An alternating current is given by \[ I = I_A \sin \omega t + I_B \cos \omega t. \] The r.m.s. current will be:

• A. \( \sqrt{I_A^2 + I_B^2} \)
• B. \( \frac{\sqrt{I_A^2 + I_B^2}}{2} \)
• C. \( \sqrt{\frac{I_A^2 + I_B^2}{2}} \)
• D. \( \frac{|I_A + I_B|}{\sqrt{2}} \)

Hint:

The r.m.s. current is found by squaring the current expression, averaging over one period, and then taking the square root. When the current is a sum of sine and cosine functions, this simplifies to the formula given above.

Answer 1

The Correct Option is C

Given the alternating current expression:

\[ I = I_A \sin \omega t + I_B \cos \omega t, \] where \( I_A \) and \( I_B \) are constants, and \( \omega \) is the angular frequency of the current.

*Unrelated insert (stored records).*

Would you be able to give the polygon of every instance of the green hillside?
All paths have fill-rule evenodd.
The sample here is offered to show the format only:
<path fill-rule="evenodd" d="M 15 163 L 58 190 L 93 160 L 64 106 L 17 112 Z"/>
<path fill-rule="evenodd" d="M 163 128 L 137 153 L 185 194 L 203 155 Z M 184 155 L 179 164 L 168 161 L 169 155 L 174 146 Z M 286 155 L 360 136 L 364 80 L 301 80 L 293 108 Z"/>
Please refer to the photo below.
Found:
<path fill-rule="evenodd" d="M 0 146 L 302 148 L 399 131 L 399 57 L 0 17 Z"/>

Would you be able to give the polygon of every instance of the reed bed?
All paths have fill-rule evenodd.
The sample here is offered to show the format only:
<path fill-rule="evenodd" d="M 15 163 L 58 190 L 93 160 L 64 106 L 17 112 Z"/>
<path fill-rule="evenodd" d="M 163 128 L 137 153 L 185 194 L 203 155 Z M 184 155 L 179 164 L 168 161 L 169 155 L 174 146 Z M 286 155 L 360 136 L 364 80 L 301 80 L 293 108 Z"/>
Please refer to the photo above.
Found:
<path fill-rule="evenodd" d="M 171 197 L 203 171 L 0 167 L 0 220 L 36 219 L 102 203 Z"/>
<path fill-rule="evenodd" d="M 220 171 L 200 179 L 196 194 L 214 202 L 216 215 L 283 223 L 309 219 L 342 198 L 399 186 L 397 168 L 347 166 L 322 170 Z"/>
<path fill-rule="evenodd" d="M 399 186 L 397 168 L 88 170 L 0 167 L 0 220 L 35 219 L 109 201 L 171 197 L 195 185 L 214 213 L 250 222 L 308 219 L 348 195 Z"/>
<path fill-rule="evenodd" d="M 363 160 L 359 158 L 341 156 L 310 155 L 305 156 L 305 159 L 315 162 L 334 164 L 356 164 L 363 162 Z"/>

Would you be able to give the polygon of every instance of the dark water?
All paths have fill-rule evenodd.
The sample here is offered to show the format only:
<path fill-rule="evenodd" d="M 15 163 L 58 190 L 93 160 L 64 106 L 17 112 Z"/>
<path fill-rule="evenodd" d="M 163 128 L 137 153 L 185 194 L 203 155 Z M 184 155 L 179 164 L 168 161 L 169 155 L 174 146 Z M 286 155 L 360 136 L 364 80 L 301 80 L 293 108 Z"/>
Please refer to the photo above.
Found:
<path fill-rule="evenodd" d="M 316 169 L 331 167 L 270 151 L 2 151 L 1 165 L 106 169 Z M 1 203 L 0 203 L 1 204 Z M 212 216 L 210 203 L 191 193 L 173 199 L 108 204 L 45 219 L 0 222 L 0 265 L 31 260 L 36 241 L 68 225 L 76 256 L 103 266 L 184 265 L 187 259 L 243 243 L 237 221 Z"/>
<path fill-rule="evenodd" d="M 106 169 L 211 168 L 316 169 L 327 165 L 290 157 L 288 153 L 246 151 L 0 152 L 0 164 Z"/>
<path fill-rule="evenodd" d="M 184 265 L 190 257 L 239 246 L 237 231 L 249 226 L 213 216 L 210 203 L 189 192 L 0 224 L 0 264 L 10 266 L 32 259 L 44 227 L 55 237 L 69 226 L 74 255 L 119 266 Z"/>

Step 1: Understanding the RMS Current

The root mean square (RMS) value of an alternating current is given by: \[ I_{\text{rms}} = \sqrt{\langle I^2 \rangle}, \] where \( \langle I^2 \rangle \) is the time average of the square of the current.

Step 2: Calculate \( \langle I^2 \rangle \)

The square of the current \( I \) is: \[ I^2 = \left( I_A \sin \omega t + I_B \cos \omega t \right)^2. \] Expanding the square: \[ I^2 = I_A^2 \sin^2 \omega t + I_B^2 \cos^2 \omega t + 2 I_A I_B \sin \omega t \cos \omega t. \] Taking the time average, we use the following identities: - \( \langle \sin^2 \omega t \rangle = \frac{1}{2} \), - \( \langle \cos^2 \omega t \rangle = \frac{1}{2} \), - \( \langle \sin \omega t \cos \omega t \rangle = 0 \). So, the time average of \( I^2 \) is: \[ \langle I^2 \rangle = I_A^2 \cdot \frac{1}{2} + I_B^2 \cdot \frac{1}{2} = \frac{I_A^2 + I_B^2}{2}. \]

Step 3: Calculate the RMS Current

The RMS current is the square root of the time average: \[ I_{\text{rms}} = \sqrt{\frac{I_A^2 + I_B^2}{2}}. \]

Final Answer:

The RMS current is \( \boxed{\sqrt{\frac{I_A^2 + I_B^2}{2}}} \).